The first sign of trouble arose when my roommate and I went to the bookstore to purchase our books for the semester. I tried to hide the Math 50 text in the bottom of my pile, though it was hard to conceal its garish redness, which brought to mind the word “primer.” No amount of shuffling could keep my roommate’s eyes away from the lettering on the spine, which contained, I swear, the word “Arithmetic.”

I learned from day one, before I ever took my seat in Math 50, to hide the textbook in a notebook, if for some reason I was without my backpack.

With most classes there was some choice for meeting times, but there was only one section per semester of Math 50. It met at six in the evening. No other class met at six in the evening. Six in the evening was when everyone ate dinner. By the time you got out of class, at 7:30, the steam tables in the cafeteria would reveal spots of gleaming silver beneath the crust of baked spaghetti and scalloped potatoes. Everyone would be gone to the library, or back to the dorms. It was like we were being punished for the way our brains worked. The administration was picking on us.

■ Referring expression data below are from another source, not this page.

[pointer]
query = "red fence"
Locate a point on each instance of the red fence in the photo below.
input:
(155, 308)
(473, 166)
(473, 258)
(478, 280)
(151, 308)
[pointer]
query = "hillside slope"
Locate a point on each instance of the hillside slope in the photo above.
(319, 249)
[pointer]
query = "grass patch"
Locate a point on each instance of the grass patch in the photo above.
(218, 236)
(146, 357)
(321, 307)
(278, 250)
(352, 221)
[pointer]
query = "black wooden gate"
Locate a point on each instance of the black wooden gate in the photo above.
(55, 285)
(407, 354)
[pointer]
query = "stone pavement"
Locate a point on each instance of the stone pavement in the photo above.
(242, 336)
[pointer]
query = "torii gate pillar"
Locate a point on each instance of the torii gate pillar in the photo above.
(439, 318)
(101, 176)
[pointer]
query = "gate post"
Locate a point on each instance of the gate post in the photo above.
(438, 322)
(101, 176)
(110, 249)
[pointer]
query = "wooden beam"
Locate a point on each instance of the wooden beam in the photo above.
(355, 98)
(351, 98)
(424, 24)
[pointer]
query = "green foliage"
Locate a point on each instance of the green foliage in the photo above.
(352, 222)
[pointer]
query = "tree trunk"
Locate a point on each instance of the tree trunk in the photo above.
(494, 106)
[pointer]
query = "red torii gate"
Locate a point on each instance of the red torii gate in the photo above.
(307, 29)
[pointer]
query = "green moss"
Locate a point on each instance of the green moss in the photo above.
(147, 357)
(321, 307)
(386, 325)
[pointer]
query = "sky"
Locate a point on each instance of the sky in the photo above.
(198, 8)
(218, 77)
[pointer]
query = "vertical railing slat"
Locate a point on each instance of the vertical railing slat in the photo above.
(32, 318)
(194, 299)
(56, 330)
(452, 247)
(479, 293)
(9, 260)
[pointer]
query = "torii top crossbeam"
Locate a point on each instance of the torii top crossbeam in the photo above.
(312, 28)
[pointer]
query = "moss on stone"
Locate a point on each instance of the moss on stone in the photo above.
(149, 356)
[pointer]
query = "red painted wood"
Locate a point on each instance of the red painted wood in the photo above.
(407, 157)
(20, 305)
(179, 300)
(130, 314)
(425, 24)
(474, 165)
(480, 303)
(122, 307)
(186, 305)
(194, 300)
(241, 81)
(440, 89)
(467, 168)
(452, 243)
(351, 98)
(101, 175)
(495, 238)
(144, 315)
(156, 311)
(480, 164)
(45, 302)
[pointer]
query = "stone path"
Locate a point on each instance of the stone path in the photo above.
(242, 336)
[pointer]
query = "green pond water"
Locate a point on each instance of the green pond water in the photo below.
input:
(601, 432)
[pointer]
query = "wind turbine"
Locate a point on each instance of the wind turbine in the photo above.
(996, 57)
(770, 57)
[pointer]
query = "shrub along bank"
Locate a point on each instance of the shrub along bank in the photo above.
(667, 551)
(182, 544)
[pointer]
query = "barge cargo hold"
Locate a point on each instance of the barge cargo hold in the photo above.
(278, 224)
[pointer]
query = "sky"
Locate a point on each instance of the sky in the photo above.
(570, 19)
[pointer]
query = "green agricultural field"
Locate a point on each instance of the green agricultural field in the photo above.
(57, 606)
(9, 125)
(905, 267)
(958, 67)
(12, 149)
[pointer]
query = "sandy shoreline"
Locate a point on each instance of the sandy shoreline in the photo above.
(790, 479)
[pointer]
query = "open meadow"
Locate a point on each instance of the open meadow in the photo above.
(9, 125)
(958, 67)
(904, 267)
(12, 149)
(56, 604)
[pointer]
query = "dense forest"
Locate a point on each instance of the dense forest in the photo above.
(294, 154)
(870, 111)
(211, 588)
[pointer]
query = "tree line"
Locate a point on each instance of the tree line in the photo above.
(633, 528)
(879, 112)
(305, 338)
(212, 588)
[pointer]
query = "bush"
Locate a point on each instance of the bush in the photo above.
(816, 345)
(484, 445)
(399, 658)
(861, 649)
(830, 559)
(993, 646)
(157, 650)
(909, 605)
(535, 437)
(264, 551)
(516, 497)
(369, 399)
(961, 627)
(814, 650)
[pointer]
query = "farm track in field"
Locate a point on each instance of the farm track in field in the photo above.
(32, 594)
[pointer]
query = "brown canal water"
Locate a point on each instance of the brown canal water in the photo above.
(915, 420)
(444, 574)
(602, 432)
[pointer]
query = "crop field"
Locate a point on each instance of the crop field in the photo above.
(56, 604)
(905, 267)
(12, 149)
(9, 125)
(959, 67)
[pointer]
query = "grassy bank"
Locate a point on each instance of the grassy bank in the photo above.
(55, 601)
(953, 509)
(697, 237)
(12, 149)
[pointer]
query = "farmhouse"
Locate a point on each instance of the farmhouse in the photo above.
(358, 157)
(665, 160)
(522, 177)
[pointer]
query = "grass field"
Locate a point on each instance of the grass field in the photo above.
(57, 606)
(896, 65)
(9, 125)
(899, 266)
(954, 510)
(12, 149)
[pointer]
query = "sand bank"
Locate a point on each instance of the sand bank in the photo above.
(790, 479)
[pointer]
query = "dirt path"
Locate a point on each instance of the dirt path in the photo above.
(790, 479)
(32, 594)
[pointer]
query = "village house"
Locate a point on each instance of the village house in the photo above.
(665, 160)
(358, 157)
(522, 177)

In my nervousness I arrived early, saw that the room was empty, spent the next ten minutes pretending to read the flyers on the bulletin board in the dingy basement of the Math building, which advertised calculators for sale, spring break trips to the Bahamas, summer job opportunities selling books out west. The hallway began to fill with others who also fake-studied the bulletin boards before, at six on the dot, filing slowly the classroom.

I took a seat in the back, as did everyone else. The first four rows of the classroom were left empty. The room reeked of quickly huffed cigarettes. Back then you could smoke in college classrooms, and when Sarge arrived at five past six, carrying a thermos in one hand, our embarrassing textbook in another, a filterless Lucky clenched between his teeth, every single one of us lit up.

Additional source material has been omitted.